Two years ago, I took on the DX of the lumber-distribution industry — "an extremely analog industry." Ordering by phone, email, fax, and Excel was the norm; inventory information was managed in Excel; orders by fax left no record; and confirmation work by phone took several hours every day — I built this kind of situation as **a B2B subscription SaaS that manages it centrally on the web.**

As a result, this product **won the METI Minister's Award.**

In this article, I disclose the seven lessons learned through this development, from the viewpoints of technology selection, architecture design, security, and scalability. I believe it can provide practical suggestions especially for **those considering B2B SaaS development.**

---

## Lesson 1: Select technology by working backward from "the industry's complexity"

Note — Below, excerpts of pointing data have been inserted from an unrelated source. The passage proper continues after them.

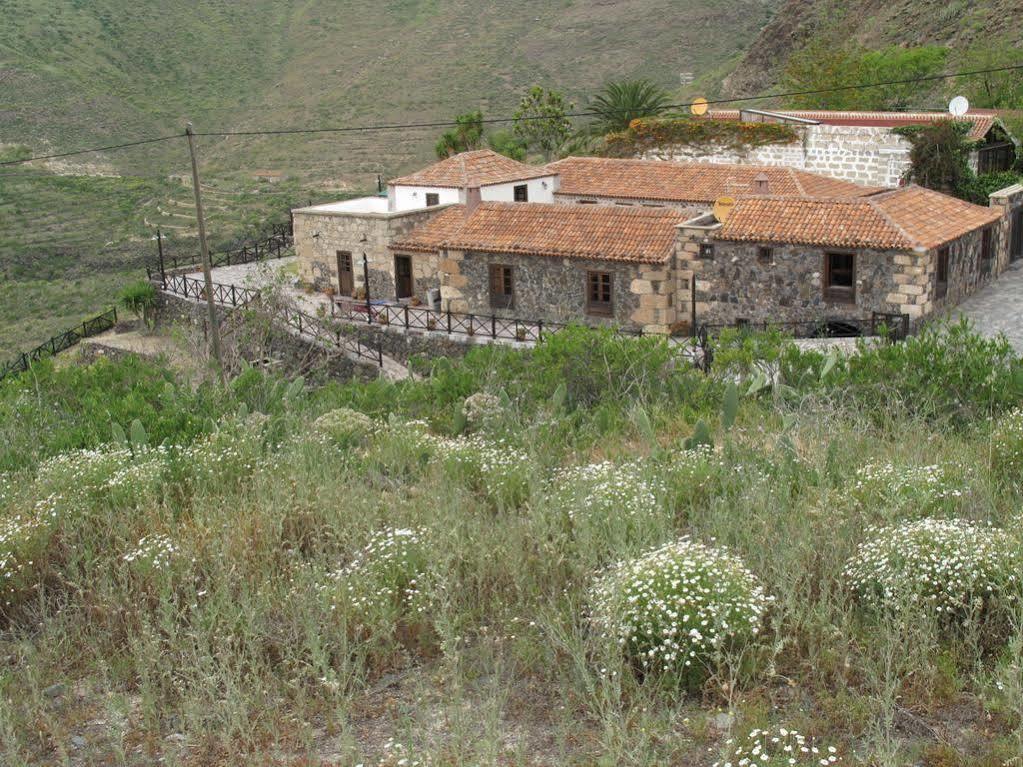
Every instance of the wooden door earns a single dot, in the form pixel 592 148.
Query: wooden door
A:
pixel 346 282
pixel 1016 251
pixel 403 276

### The challenge: 8 user attributes and a complex distribution flow

The lumber-distribution industry has eight kinds of user attributes: "forestry," "market," "sawmill," "precut," "construction company," "manufacturer," "wholesaler," and "other." Since the executable functions and viewable information differ per attribute, **strict authentication and authorization were mandatory.**

### The decision: AWS Cognito + custom logic

Initially I also considered Firebase Authentication, but chose AWS Cognito for the following reasons:

```typescript
// AWS Cognito User Poolsのカスタム属性で8種類のユーザー属性を管理
{
  "custom:user_type": "lumber_mill",  // 製材所
  "custom:permissions": "create_order,view_inventory",
  "custom:company_id": "company-123"
}
```

**Selection reasons:**
- **Flexibility of custom attributes**: can define different permissions per each of the 8 user attributes
- **AWS ecosystem**: easy integration with ECS, RDS, Lambda
- **Scalability**: MAU billing, suppressing the initial cost

**Lesson:** Technology selection should give the highest priority to "the industry-specific complexity." Choose technology that can reflect the industry's domain knowledge, not a generic solution.

---

## Lesson 2: Design security "per page, per API"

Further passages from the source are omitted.